Ideato per Boffi nel 1963, nel momento apicale del boom economico, il monoblocco per cucina Minikitchen esprime bene l’euforia della modernità e la pulsione entusiasta verso l’innovazione e verso il futuro che connotano la società italiana nella prima metà degli anni Sessanta.
A progettare questa specie di nuovo “robot domestico su ruote” non poteva che essere Joe Colombo: figlio della pop art e della cultura della plastica, influenzato in modo non superficiale dalle suggestioni futuristiche della science-fiction degli anni ’60, Colombo – che amava autodefinirsi “creatore dell’ambiente futuro” – incarna l’aspetto più prometeico e tecnologico del design italiano: come Pininfarina e Zanuso, si misura in prima linea con le innovazioni della tecnologia e con la civiltà delle macchine, ma raccoglie e fa propria la loro sfida con un tratto di inconfondibile e peculiare visionarietà.
In legno e acciaio inox, pensato non come ausilio al lavoro domestico, ma come sintesi funzionale integrata di tutto ciò che costituisce lo spazio della cucina, Minikitchen raggruppa in mezzo metro cubo tutti i servizi essenziali, dal frigorifero ai fornelli elettrici fino ai cassetti e ai contenitori per pentole e stoviglie per sei persone.
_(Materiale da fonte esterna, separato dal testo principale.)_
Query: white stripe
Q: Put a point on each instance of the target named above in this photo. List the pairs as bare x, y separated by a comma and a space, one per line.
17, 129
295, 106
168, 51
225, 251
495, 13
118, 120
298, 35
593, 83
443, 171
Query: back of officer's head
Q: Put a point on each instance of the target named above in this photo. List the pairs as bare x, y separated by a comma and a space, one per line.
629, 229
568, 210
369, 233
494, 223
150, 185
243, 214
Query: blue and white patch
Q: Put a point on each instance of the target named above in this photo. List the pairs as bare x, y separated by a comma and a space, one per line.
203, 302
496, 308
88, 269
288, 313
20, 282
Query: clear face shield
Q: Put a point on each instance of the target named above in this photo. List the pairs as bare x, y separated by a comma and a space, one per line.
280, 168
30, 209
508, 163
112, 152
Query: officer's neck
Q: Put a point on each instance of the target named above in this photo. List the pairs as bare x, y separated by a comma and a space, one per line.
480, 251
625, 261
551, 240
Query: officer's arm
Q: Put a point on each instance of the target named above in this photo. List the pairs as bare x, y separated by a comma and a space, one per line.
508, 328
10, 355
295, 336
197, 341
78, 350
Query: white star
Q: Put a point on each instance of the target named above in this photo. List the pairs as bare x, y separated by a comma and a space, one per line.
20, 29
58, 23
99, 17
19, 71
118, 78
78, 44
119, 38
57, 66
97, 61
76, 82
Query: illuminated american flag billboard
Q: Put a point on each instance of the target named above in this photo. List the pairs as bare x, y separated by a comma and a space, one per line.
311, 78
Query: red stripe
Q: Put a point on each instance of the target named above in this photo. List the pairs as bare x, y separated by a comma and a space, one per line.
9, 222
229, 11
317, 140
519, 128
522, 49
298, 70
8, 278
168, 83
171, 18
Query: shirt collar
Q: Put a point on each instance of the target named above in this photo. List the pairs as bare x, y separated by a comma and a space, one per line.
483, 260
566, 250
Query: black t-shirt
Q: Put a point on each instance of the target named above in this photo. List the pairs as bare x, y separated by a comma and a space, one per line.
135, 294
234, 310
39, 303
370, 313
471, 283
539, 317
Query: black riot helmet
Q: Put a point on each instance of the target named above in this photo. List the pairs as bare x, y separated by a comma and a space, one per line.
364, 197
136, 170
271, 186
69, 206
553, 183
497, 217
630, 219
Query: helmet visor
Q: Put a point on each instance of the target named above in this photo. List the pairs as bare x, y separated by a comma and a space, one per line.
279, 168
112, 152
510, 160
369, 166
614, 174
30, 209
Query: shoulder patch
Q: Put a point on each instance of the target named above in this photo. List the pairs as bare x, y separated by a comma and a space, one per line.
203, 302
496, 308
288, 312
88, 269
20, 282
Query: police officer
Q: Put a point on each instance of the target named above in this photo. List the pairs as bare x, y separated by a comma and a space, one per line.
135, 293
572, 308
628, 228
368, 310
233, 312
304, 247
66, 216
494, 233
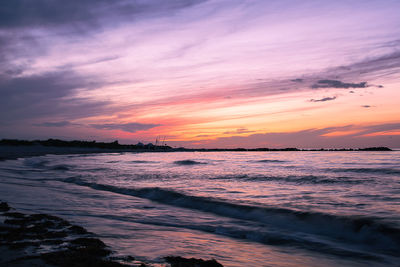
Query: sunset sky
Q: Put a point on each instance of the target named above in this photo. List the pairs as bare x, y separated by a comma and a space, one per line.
223, 73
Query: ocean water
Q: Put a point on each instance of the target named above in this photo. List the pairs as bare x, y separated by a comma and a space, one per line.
241, 208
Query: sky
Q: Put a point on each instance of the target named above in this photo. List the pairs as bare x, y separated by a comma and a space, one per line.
202, 73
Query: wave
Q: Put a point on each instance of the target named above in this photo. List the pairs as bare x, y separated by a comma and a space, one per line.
188, 162
352, 230
268, 161
61, 167
366, 170
298, 179
142, 161
36, 162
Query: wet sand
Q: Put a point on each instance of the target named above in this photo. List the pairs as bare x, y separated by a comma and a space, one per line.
14, 152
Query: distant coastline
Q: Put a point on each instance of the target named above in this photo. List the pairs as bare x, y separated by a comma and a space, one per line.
14, 148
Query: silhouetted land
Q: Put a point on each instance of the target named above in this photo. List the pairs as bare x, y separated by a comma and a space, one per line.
151, 147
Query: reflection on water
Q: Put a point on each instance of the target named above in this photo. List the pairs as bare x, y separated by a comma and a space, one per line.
242, 208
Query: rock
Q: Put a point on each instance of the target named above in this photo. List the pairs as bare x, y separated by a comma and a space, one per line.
192, 262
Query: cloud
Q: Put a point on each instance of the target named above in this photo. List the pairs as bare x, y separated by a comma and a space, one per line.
338, 84
127, 127
349, 136
323, 99
84, 13
239, 131
47, 96
54, 124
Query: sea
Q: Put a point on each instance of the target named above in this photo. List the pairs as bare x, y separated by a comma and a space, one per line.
289, 208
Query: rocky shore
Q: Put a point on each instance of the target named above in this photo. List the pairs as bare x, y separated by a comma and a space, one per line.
46, 240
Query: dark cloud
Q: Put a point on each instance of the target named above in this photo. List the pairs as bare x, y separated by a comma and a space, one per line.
83, 13
127, 127
49, 95
323, 99
338, 84
297, 80
54, 124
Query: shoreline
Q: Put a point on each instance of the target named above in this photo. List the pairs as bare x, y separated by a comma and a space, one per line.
10, 152
45, 240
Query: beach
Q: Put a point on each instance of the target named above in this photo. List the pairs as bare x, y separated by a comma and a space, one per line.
304, 208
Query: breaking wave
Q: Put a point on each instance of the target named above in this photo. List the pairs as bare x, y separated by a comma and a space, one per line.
369, 232
188, 162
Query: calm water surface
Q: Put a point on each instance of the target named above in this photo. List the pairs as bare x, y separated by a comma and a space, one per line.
241, 208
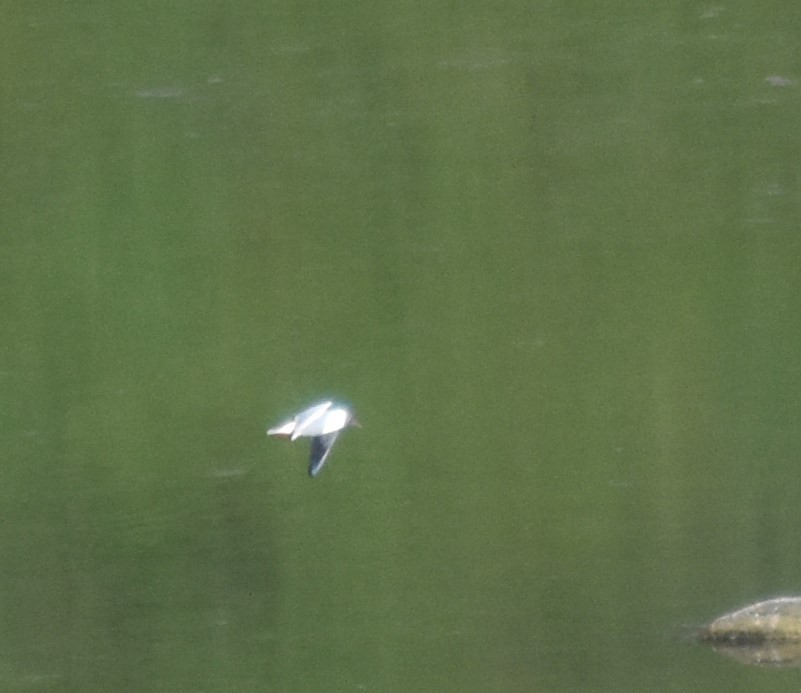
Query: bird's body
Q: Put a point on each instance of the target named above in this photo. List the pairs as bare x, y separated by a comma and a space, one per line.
322, 423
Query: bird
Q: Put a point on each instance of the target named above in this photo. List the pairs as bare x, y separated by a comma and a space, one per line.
322, 422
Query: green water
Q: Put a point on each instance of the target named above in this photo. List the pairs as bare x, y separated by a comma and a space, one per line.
550, 255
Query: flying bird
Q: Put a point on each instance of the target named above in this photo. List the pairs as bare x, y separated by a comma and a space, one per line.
322, 423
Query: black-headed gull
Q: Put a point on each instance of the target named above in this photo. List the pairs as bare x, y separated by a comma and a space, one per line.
322, 423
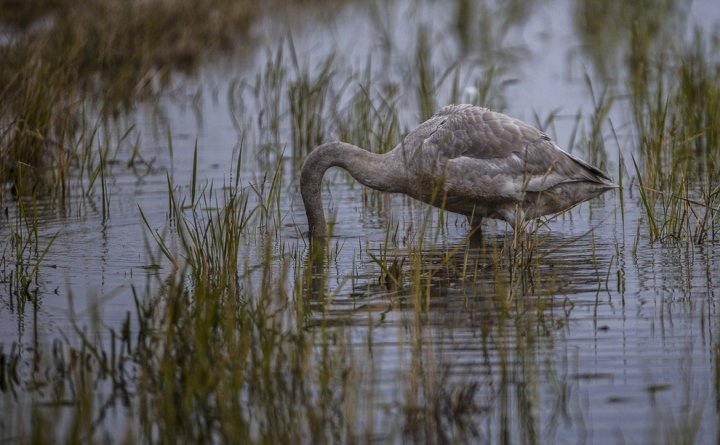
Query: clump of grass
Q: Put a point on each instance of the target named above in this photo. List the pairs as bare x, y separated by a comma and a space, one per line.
679, 133
64, 58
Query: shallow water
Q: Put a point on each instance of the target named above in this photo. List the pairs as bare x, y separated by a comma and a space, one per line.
624, 347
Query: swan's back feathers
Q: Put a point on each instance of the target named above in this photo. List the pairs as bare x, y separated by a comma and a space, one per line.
504, 157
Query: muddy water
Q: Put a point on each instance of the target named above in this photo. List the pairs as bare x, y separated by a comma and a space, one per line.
625, 347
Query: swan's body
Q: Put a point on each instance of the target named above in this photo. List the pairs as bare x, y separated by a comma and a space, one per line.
464, 159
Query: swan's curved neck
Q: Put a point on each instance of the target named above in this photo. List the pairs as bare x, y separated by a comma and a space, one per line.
380, 172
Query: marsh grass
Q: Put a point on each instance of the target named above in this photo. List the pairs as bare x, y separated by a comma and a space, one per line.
678, 128
63, 59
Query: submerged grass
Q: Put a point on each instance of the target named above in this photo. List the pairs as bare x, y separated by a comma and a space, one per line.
237, 341
679, 132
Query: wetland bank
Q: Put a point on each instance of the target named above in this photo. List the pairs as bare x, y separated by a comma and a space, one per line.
156, 283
Avveniristico, futuristico, utopico, Minikitchen viene letto dai sociologi come risposta a quel bisogno di risparmiare e razionalizzare lo spazio abitativo che era molto sentito nelle abitazioni della classe media, ma c’è anche chi riflette sulle sollecitazioni teoriche che stanno dietro a un simile progetto, legate al tema epocale dell’abitare compatto e alla volontà di riprendere sinteticamente tanto le suggestioni della machine à habiter di Le Corbusier quanto il modello dell’abitacolo tipico delle navicelle utilizzate nelle esplorazioni spaziali degli anni ’60.
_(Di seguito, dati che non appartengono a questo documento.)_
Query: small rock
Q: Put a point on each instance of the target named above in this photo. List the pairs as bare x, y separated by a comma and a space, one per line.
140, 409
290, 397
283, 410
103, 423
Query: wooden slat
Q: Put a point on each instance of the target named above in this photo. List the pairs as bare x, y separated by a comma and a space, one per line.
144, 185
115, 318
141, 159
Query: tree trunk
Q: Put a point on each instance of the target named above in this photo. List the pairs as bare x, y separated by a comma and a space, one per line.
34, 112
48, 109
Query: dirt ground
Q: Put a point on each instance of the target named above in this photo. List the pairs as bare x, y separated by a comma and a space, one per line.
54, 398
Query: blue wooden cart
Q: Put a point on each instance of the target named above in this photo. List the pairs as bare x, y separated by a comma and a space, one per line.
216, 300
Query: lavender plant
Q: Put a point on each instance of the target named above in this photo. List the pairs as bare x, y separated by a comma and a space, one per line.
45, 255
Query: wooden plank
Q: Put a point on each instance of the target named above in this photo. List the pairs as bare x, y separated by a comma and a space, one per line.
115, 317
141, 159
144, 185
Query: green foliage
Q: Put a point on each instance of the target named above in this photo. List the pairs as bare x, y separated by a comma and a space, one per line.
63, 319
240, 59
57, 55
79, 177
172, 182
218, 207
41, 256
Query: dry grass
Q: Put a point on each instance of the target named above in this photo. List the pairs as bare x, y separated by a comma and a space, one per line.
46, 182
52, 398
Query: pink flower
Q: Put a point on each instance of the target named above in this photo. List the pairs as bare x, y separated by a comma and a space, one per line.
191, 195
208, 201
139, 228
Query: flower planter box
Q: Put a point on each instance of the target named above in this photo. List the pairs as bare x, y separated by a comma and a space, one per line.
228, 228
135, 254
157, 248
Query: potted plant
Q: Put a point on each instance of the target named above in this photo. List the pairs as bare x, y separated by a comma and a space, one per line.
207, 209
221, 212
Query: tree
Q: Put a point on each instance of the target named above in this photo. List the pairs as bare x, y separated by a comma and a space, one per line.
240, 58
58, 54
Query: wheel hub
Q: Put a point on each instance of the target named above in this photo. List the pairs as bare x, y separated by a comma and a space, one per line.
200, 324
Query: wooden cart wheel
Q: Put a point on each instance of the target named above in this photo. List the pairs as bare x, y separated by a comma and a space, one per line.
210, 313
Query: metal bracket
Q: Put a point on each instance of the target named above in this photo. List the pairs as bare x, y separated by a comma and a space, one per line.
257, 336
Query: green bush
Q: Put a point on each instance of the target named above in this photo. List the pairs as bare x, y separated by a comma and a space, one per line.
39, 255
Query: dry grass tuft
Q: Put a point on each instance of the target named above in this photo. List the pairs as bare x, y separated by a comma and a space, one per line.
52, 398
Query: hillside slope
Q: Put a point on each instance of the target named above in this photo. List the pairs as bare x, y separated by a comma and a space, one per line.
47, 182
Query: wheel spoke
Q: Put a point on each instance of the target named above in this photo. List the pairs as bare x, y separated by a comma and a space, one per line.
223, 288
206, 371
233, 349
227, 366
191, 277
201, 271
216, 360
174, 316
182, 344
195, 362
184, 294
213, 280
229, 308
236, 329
Anche se – come ha scritto Andrea Branzi – “l’idea di un’integrazione delle funzioni in volumi specializzati rispondeva più a sollecitazioni ideali che a reali necessità produttive”, Minikitchen diventa in qualche modo il simbolo di un desiderio diffuso di cambiare radicalmente “non solo la forma dei mobili, ma la casa stessa, ripensandola fuori dagli schemi dell’arredamento tradizionale”. Di questo desiderio e di questo slancio Joe Colombo è forse l’interprete più lucido e coerente: con lui e con progetti come Minikitchen prende corpo al massimo livello la vocazione intrinseca di parte del design italiano a farsi esploratore del nuovo, a prefigurare scenari non ancora affermati, ad anticipare bisogni e desideri ancora in via di formazione.
Il mobile non è più visto e percepito come un fatto di gusto, di prestigio o di status ma come una presenza autonoma, svincolata dallo spazio che lo contiene, e capace di dialogare non tanto con il passato e con la tradizione ma con il possibile e con il futuro. Troppo, per i canoni estetici e funzionalistici ancora dominanti nell’Italia degli anni Sessanta? Forse sì. Tanto che Joe Colombo amava connotare le sue performances e le sue sorprendenti proposte progettuali con la denominazione al tempo stesso beffarda e provocatoria di antidesign.